A survey conducted by the British Chambers of Commerce (BCC) has found that more than half (56%) of the BCC members surveyed who trade with the EU said they had experienced problems complying with new post-Brexit rules. 77% of firms trading under the deal said it had not helped them to increase sales or expand.
The group’s members, the majority of which are small and medium-sized businesses, highlighted difficulties administering EU rules on VAT, inconsistent application of customs rules and new limits on business travel.
The report marks the two-year anniversary of Britain’s post-Brexit trade deal with the EU.
Responding to the BCC report, the shadow international trade secretary, Nick Thomas-Symonds, said: “This is a damning report and shows the mess the Conservative government have made over trade policy. For over three-quarters of businesses to say that agreements struck by the government are not helping them to grow or increase their sales is unacceptable”.
The BCC’s director general, Shevaun Haviland, said: “Businesses feel they are banging their heads against a brick wall as nothing has been done to help them, almost two years after the TCA [trade and cooperation agreement] was first agreed. The longer the current problems go unchecked, the more EU traders go elsewhere, and the more damage is done.”

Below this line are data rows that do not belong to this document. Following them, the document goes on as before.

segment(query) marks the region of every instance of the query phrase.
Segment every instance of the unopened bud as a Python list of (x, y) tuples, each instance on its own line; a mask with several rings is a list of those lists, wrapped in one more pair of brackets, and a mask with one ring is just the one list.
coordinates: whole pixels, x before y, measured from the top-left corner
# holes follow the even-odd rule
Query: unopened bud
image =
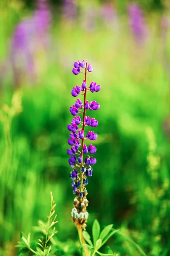
[(81, 204), (81, 208), (83, 209), (85, 207), (85, 204), (84, 203), (82, 203)]
[(84, 214), (84, 216), (85, 220), (87, 220), (88, 217), (88, 212), (85, 212)]
[(83, 218), (83, 215), (84, 215), (83, 213), (82, 212), (80, 212), (79, 214), (79, 219), (82, 219), (82, 218)]
[(76, 214), (76, 215), (75, 215), (75, 218), (79, 218), (79, 214), (78, 214), (78, 212), (77, 212), (77, 213)]
[(85, 199), (84, 199), (83, 202), (85, 203), (85, 205), (86, 205), (88, 203), (88, 201), (87, 198), (85, 198)]
[(73, 201), (73, 204), (74, 205), (74, 206), (76, 206), (78, 204), (78, 202), (77, 199), (76, 198), (75, 198)]

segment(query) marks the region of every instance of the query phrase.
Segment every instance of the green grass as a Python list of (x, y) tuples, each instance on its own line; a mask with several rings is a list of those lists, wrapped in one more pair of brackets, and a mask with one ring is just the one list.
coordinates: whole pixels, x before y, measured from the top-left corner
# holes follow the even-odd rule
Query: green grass
[[(152, 18), (148, 19), (150, 24)], [(154, 18), (157, 22), (159, 17)], [(119, 22), (117, 30), (103, 25), (91, 32), (77, 24), (71, 27), (54, 22), (52, 47), (47, 52), (39, 50), (35, 56), (37, 81), (32, 86), (23, 81), (23, 111), (9, 122), (9, 140), (6, 122), (1, 122), (0, 255), (15, 255), (20, 231), (28, 234), (38, 219), (46, 219), (51, 191), (57, 203), (57, 238), (62, 241), (78, 239), (71, 220), (74, 197), (66, 152), (69, 107), (74, 100), (71, 91), (82, 77), (72, 74), (72, 64), (83, 58), (94, 68), (88, 83), (94, 81), (102, 86), (101, 92), (88, 96), (101, 107), (89, 113), (99, 124), (97, 162), (88, 187), (87, 230), (90, 233), (97, 218), (102, 227), (113, 223), (148, 256), (170, 253), (170, 144), (163, 125), (169, 114), (169, 81), (162, 46), (156, 28), (139, 47), (126, 18)], [(10, 28), (4, 42), (14, 28)], [(2, 63), (9, 50), (5, 45), (1, 44)], [(4, 104), (10, 105), (16, 90), (8, 67), (1, 91), (1, 109)], [(156, 146), (150, 151), (152, 141)], [(118, 234), (108, 244), (121, 256), (140, 255)]]

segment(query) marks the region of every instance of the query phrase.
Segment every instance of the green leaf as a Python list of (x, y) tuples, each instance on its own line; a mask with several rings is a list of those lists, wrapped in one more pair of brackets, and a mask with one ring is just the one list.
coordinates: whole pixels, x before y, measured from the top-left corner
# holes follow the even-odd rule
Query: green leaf
[(103, 240), (102, 243), (102, 246), (103, 246), (103, 244), (104, 244), (105, 243), (107, 242), (107, 241), (109, 239), (109, 238), (111, 237), (111, 236), (113, 236), (114, 234), (115, 234), (118, 231), (119, 231), (119, 230), (114, 230), (113, 231), (111, 232), (111, 233), (110, 233), (110, 234), (108, 235), (108, 236), (107, 236)]
[(106, 247), (106, 253), (112, 253), (113, 254), (114, 254), (113, 252), (111, 250), (110, 246), (108, 246)]
[(29, 249), (27, 248), (23, 248), (21, 250), (20, 250), (18, 253), (17, 253), (17, 256), (22, 256), (22, 255), (25, 255), (29, 251)]
[(27, 236), (26, 236), (26, 235), (25, 235), (24, 234), (24, 233), (23, 233), (23, 232), (21, 232), (20, 233), (20, 237), (21, 239), (23, 237), (25, 237), (25, 238), (26, 238), (26, 239), (27, 239)]
[(82, 234), (85, 241), (87, 241), (88, 243), (90, 244), (90, 245), (93, 246), (92, 242), (91, 241), (91, 237), (89, 234), (88, 233), (87, 231), (83, 230), (82, 232)]
[(108, 226), (105, 227), (100, 233), (99, 238), (100, 238), (102, 240), (103, 240), (106, 236), (109, 233), (112, 227), (113, 224), (108, 225)]
[(80, 250), (81, 249), (82, 249), (82, 248), (83, 247), (83, 246), (85, 246), (85, 245), (86, 246), (88, 250), (91, 250), (91, 249), (94, 248), (94, 247), (92, 245), (89, 245), (88, 244), (80, 244), (80, 245), (79, 246), (79, 250)]
[(110, 253), (100, 253), (100, 252), (99, 252), (98, 251), (96, 251), (96, 252), (97, 253), (98, 253), (99, 255), (101, 255), (101, 256), (102, 256), (103, 255), (113, 255), (113, 254), (110, 254)]
[(29, 243), (25, 237), (22, 236), (21, 239), (23, 239), (23, 241), (26, 245), (29, 245)]
[[(119, 230), (117, 230), (117, 231), (119, 231)], [(130, 237), (129, 237), (129, 236), (127, 236), (127, 235), (125, 235), (124, 233), (122, 233), (122, 232), (121, 232), (121, 231), (119, 231), (119, 235), (120, 235), (121, 236), (122, 236), (123, 237), (124, 237), (124, 238), (126, 239), (129, 242), (130, 242), (131, 244), (133, 244), (134, 245), (134, 246), (135, 246), (136, 247), (136, 248), (141, 253), (143, 256), (147, 256), (147, 255), (146, 254), (146, 253), (142, 250), (142, 248), (141, 248), (140, 247), (140, 246), (139, 245), (138, 245), (138, 244), (136, 244), (136, 243), (134, 241), (133, 241), (133, 240), (132, 240), (132, 239), (131, 239)]]
[(17, 248), (27, 248), (27, 245), (26, 245), (26, 244), (17, 244), (17, 245), (15, 245), (15, 247), (17, 247)]
[(92, 227), (93, 239), (94, 245), (96, 244), (96, 241), (99, 238), (100, 231), (100, 224), (97, 220), (95, 220), (93, 223)]
[(36, 248), (36, 247), (38, 245), (38, 243), (40, 243), (40, 241), (38, 240), (34, 240), (30, 243), (30, 247), (31, 249), (35, 250)]
[(100, 249), (100, 247), (102, 246), (102, 240), (100, 239), (100, 238), (99, 238), (96, 241), (95, 249), (96, 250), (99, 250), (99, 249)]

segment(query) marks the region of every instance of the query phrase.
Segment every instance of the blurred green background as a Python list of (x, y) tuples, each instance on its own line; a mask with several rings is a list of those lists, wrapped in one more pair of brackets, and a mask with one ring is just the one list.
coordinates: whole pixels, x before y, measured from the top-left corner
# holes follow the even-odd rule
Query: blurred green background
[[(100, 108), (90, 113), (99, 124), (87, 231), (96, 218), (147, 255), (170, 255), (169, 1), (0, 6), (0, 255), (16, 255), (20, 231), (45, 220), (51, 191), (58, 239), (78, 240), (67, 126), (71, 90), (83, 79), (73, 64), (83, 59), (93, 67), (88, 83), (102, 86), (88, 96)], [(118, 235), (108, 244), (119, 255), (140, 255)]]

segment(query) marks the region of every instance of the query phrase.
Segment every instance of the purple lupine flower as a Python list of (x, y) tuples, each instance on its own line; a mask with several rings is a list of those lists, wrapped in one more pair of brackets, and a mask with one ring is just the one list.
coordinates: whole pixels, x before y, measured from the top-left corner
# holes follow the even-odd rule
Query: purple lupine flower
[(98, 85), (96, 85), (96, 82), (91, 82), (90, 84), (90, 90), (91, 92), (93, 93), (95, 92), (99, 92), (101, 89), (101, 86), (100, 84)]
[(77, 6), (75, 0), (63, 0), (63, 16), (64, 19), (72, 21), (76, 18)]
[(91, 119), (91, 123), (90, 125), (92, 127), (96, 127), (98, 125), (98, 121), (95, 120), (95, 118), (92, 118)]
[(71, 95), (73, 97), (76, 97), (80, 93), (80, 87), (78, 85), (76, 85), (76, 87), (74, 87), (71, 91)]
[(81, 67), (85, 67), (85, 60), (82, 61), (81, 62), (79, 61), (78, 61), (79, 66)]
[(83, 153), (84, 154), (87, 154), (88, 152), (87, 147), (85, 144), (84, 144), (83, 146)]
[(76, 116), (79, 113), (79, 111), (75, 107), (75, 105), (73, 105), (73, 107), (71, 107), (70, 108), (70, 111), (71, 112), (71, 115), (73, 116)]
[(34, 58), (40, 49), (46, 51), (50, 41), (51, 12), (48, 1), (35, 1), (36, 9), (32, 16), (18, 24), (11, 40), (10, 59), (16, 85), (23, 78), (33, 84), (39, 75)]
[(91, 161), (91, 165), (94, 165), (94, 164), (95, 164), (96, 162), (96, 159), (93, 158), (93, 157), (91, 157), (90, 159)]
[(71, 133), (70, 134), (70, 138), (71, 139), (72, 139), (73, 137), (74, 139), (75, 139), (75, 138), (76, 138), (77, 137), (77, 135), (76, 135), (76, 134), (72, 134), (72, 133)]
[(91, 65), (90, 64), (90, 63), (88, 65), (88, 70), (89, 72), (92, 72), (93, 71), (93, 67), (92, 67)]
[(84, 138), (84, 131), (83, 130), (79, 131), (78, 132), (77, 137), (79, 139), (82, 140)]
[(92, 144), (90, 144), (88, 147), (88, 152), (92, 154), (96, 153), (96, 150), (95, 146), (93, 146)]
[(74, 75), (78, 75), (81, 69), (79, 67), (79, 68), (73, 68), (72, 70)]
[(90, 110), (97, 110), (100, 108), (100, 104), (96, 103), (96, 101), (94, 100), (93, 102), (90, 102), (89, 104)]
[(74, 122), (75, 122), (75, 123), (77, 125), (80, 124), (81, 122), (81, 118), (79, 116), (75, 116), (74, 118), (73, 119), (73, 120), (75, 120)]
[(94, 134), (94, 131), (88, 131), (86, 137), (90, 140), (95, 140), (97, 138), (97, 134)]
[(76, 191), (77, 190), (77, 187), (76, 185), (74, 185), (74, 187), (73, 187), (73, 191), (74, 192), (76, 192)]
[(90, 105), (88, 104), (88, 100), (85, 102), (85, 108), (86, 109), (88, 109), (90, 108)]
[(82, 102), (79, 99), (77, 99), (77, 100), (75, 102), (75, 106), (76, 108), (82, 108), (83, 106)]
[(85, 185), (87, 185), (88, 184), (88, 180), (87, 178), (83, 180), (83, 184)]
[(78, 62), (77, 62), (76, 61), (75, 61), (74, 62), (74, 63), (73, 64), (73, 66), (75, 68), (79, 68), (80, 67), (79, 63)]
[(137, 3), (132, 3), (128, 6), (129, 25), (136, 41), (142, 42), (146, 38), (147, 28), (144, 20), (142, 9)]
[(79, 148), (79, 141), (78, 139), (76, 140), (76, 142), (74, 144), (74, 146), (77, 150)]
[[(89, 90), (92, 93), (99, 91), (101, 87), (99, 84), (96, 85), (96, 82), (92, 82), (89, 88), (87, 88), (87, 73), (88, 71), (91, 72), (93, 70), (92, 67), (90, 64), (88, 65), (87, 62), (85, 62), (84, 60), (82, 62), (79, 60), (77, 62), (75, 61), (74, 63), (74, 66), (73, 73), (76, 75), (81, 72), (81, 68), (85, 69), (85, 72), (81, 72), (85, 74), (85, 79), (83, 80), (81, 88), (76, 85), (76, 87), (73, 88), (71, 91), (71, 95), (73, 96), (76, 97), (80, 94), (84, 96), (84, 99), (82, 101), (79, 99), (78, 99), (76, 101), (75, 104), (73, 105), (73, 107), (70, 108), (71, 114), (75, 116), (72, 119), (71, 124), (68, 125), (67, 126), (68, 130), (72, 133), (70, 134), (70, 138), (68, 140), (68, 144), (71, 146), (71, 148), (67, 150), (68, 154), (71, 156), (68, 163), (72, 168), (74, 168), (76, 166), (76, 168), (78, 167), (80, 169), (80, 172), (78, 172), (74, 168), (74, 171), (70, 174), (69, 176), (72, 180), (71, 184), (73, 186), (73, 192), (76, 196), (74, 200), (74, 205), (76, 209), (78, 209), (79, 207), (79, 212), (80, 212), (79, 214), (80, 214), (83, 213), (87, 213), (86, 212), (88, 201), (86, 198), (87, 191), (85, 186), (88, 183), (87, 177), (91, 177), (92, 175), (92, 169), (91, 166), (94, 165), (96, 161), (95, 158), (93, 158), (92, 157), (90, 156), (83, 157), (84, 154), (87, 154), (88, 152), (94, 154), (96, 151), (96, 146), (92, 144), (87, 147), (85, 143), (85, 140), (88, 139), (90, 140), (95, 140), (97, 138), (97, 134), (91, 131), (88, 131), (85, 137), (85, 128), (87, 125), (96, 127), (98, 125), (98, 121), (94, 118), (90, 118), (90, 116), (86, 116), (85, 113), (88, 109), (91, 111), (97, 110), (100, 107), (99, 104), (96, 103), (96, 101), (91, 101), (89, 103), (88, 100), (86, 100), (86, 94), (87, 91)], [(85, 103), (83, 104), (83, 102)], [(79, 115), (82, 114), (82, 117), (77, 116), (79, 113)], [(78, 125), (82, 125), (82, 126), (78, 127)], [(79, 155), (77, 158), (75, 154)], [(88, 168), (88, 166), (90, 168)], [(85, 201), (84, 201), (85, 200)], [(86, 203), (85, 203), (85, 202)], [(81, 205), (81, 209), (79, 208), (79, 205)], [(76, 221), (78, 221), (77, 219), (76, 219)], [(83, 220), (81, 218), (81, 222), (79, 224), (82, 225), (82, 227), (85, 227), (83, 225), (85, 225), (87, 219), (87, 217), (83, 218)], [(74, 215), (72, 215), (72, 220), (75, 222)]]
[(71, 172), (71, 175), (72, 177), (76, 177), (77, 175), (77, 171), (76, 169), (74, 169), (74, 170), (73, 171)]
[(84, 91), (85, 90), (86, 88), (86, 87), (87, 87), (87, 85), (86, 85), (86, 83), (85, 80), (84, 80), (83, 81), (82, 83), (82, 86), (81, 87), (81, 90), (82, 92), (84, 92)]
[(78, 159), (78, 162), (79, 163), (81, 163), (82, 162), (82, 158), (81, 154), (80, 154), (79, 157)]
[(68, 140), (68, 144), (70, 145), (70, 146), (73, 146), (76, 142), (76, 140), (73, 137), (72, 137), (71, 139), (69, 139)]
[(91, 123), (91, 119), (90, 119), (90, 116), (85, 116), (85, 122), (87, 125), (90, 125)]

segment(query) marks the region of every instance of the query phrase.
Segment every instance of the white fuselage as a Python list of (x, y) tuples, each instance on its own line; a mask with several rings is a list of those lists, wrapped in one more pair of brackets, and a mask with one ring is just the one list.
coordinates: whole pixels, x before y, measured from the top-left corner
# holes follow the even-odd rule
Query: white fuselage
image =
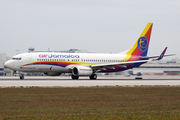
[(125, 62), (126, 57), (126, 54), (23, 53), (7, 61), (5, 66), (14, 71), (66, 73), (73, 66)]

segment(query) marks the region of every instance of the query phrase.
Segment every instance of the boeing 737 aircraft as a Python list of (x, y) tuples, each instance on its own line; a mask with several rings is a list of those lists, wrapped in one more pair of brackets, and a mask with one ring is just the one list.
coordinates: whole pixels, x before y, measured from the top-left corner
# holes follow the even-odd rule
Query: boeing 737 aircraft
[(160, 56), (147, 56), (152, 26), (153, 23), (148, 23), (132, 48), (122, 53), (23, 53), (8, 60), (4, 66), (18, 71), (20, 79), (24, 79), (23, 72), (43, 72), (48, 76), (72, 73), (72, 79), (79, 76), (96, 79), (97, 72), (118, 72), (162, 59), (167, 47)]

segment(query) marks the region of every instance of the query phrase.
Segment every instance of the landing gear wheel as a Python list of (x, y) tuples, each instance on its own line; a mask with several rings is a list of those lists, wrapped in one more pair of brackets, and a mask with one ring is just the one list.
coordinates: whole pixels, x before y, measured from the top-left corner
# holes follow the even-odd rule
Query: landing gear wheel
[(89, 78), (91, 80), (96, 80), (97, 79), (97, 75), (96, 74), (92, 74), (91, 76), (89, 76)]
[(19, 78), (20, 78), (21, 80), (23, 80), (23, 79), (24, 79), (24, 75), (23, 75), (23, 74), (20, 74)]
[(79, 76), (71, 75), (71, 78), (72, 78), (73, 80), (77, 80), (77, 79), (79, 79)]

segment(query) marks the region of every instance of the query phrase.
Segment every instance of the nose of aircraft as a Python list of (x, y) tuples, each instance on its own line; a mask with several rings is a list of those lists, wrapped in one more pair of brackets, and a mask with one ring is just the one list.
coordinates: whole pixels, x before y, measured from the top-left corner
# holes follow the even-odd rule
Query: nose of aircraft
[(7, 68), (11, 68), (11, 62), (10, 61), (5, 62), (4, 66)]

The TCA was the core of Boris Johnson’s Brexit deal and it is due to be reviewed in 2026, when it will have been in operation for five years. But the BCC is calling on the government to negotiate some changes immediately.
“There are clearly some structural problems built into the TCA which cannot be addressed until it is reviewed in 2026. But as we set out in our report to government there are some issues that do not need to wait on months of negotiations or major reviews to be fixed,” said Haviland.
Among the BCC’s demands are a Swiss-style deal with Brussels to eliminate checks on plant and animal products; a Norway-style deal to reduce complexities around VAT on low-value imports and ongoing unilateral recognition of EU industrial and electronic product standards.
Other recommendations in the report include creating a supplementary deal with the EU that “either eliminates or reduces the complexity of exporting food” for small and medium-sized businesses (SMEs); setting up another supplementary deal, similar to Norway’s, that would exempt smaller firms from the requirement to have a fiscal representative for VAT in the EU; and allowing CE-marked goods, which are approved for sale in the EU, to continue to be used in Britain after 2024.
The BCC also calls on the government to make side deals with the EU and member states to allow UK firms to travel for longer and work in Europe, and to reach an agreement on the future of the Protocol on Ireland/Northern Ireland with the European Commission in the early months of 2023, to stabilise our trading relationship.